​​Aftermath of Supreme Court decision on Melita Jackson dec'd - What did it all mean?

​​Aftermath of Supreme Court decision on Melita Jackson dec'd - What did it all mean?

On 15 March 2017 the Supreme Court gave its Judgment on the appeal by three national charities against an earlier Court of Appeal decision. Mrs Jackson had made no provision in her Will for her estranged daughter and had left all of her money amounting to about £500,000 to the three charities. Her daughter made a claim against her deceased mother's Estate.

The decision to overturn the Court of Appeal Ruling and to revert back to the original County Court decision left charities feeling very relieved. It is estimated that about £2 billion a year is left to charities by gifts and legacies within Wills although the number of charities that benefit from this is only about 7% of the total number of charities in this country. Charitable giving by way of Wills is a huge source of income for charities and that was one of the key reasons why the charities appealed the decision as they were concerned that it would set a precedent with the effect that people would be reluctant to leave gifts in their Will or in fact the charities would not receive monies that was intended to be left to them under a Will. But the Supreme Court did not cancel the claim of Mrs Jackson's daughter completely. The Supreme Court reverted back to the original County Court decision which allowed the claim to be made and the daughter to receive £50,000. It was not therefore a complete victory – or was it?

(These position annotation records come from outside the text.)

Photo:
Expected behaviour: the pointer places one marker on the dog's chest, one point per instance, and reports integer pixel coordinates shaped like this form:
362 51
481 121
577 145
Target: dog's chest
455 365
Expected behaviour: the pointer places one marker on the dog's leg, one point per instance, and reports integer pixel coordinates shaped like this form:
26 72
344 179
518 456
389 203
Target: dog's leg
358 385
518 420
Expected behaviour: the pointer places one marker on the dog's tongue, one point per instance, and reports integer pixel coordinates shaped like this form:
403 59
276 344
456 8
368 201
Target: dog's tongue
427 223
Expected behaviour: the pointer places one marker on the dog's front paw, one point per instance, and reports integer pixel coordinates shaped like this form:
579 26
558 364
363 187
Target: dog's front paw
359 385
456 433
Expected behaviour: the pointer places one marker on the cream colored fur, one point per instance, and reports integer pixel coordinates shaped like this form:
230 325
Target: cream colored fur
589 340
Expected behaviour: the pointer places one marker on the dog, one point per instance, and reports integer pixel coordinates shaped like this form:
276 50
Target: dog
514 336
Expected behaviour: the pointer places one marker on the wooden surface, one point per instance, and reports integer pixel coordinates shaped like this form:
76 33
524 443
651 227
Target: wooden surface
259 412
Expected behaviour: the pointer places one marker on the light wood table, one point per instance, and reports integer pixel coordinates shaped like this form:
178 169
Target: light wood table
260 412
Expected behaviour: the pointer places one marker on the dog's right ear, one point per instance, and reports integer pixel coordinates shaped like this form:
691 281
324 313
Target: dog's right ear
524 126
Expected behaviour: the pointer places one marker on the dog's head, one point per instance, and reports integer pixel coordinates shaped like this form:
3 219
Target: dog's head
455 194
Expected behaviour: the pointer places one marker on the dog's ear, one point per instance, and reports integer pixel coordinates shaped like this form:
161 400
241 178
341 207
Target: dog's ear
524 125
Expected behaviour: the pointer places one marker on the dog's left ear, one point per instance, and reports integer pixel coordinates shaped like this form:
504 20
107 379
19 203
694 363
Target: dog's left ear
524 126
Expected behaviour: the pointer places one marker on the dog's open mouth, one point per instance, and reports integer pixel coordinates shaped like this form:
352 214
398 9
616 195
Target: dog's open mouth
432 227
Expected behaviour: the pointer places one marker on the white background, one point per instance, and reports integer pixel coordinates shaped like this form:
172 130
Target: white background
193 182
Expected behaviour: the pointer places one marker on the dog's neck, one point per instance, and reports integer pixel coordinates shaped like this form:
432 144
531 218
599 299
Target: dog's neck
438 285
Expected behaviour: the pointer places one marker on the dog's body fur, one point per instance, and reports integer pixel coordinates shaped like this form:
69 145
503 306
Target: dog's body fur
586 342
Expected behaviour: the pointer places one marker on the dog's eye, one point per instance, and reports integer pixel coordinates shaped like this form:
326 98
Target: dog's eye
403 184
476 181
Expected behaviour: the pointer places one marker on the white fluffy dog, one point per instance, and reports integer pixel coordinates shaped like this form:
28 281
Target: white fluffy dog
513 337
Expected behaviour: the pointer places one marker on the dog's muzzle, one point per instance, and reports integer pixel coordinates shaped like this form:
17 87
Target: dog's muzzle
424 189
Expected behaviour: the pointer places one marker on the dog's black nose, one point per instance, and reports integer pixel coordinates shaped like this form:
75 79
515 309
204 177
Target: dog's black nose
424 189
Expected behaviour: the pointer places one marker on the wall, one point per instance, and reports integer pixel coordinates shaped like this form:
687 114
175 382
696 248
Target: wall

The claim made by Mrs Jackson's daughter was under the Inheritance (Provision for Family and Dependents) Act 1975. This legislation remains in force and there is a risk it could be used. It is unusual for adult children to succeed in making a claim and that was one of the aspects of this case that made it more unusual and worthy of headlines. Another was an examination of the principle of whether someone can "disinherit" a close member of the family and decide what they do with their money or should there be an "expectation" by family to be benefited even if that meant that money is not given to who it was intended to go to – possibly a charity. Whilst Mrs Jackson's daughter thought her mother was being unfair in not leaving her money to the daughter was she entitled to expect that she should receive her mother's money on her death especially after they had not spoken for many years?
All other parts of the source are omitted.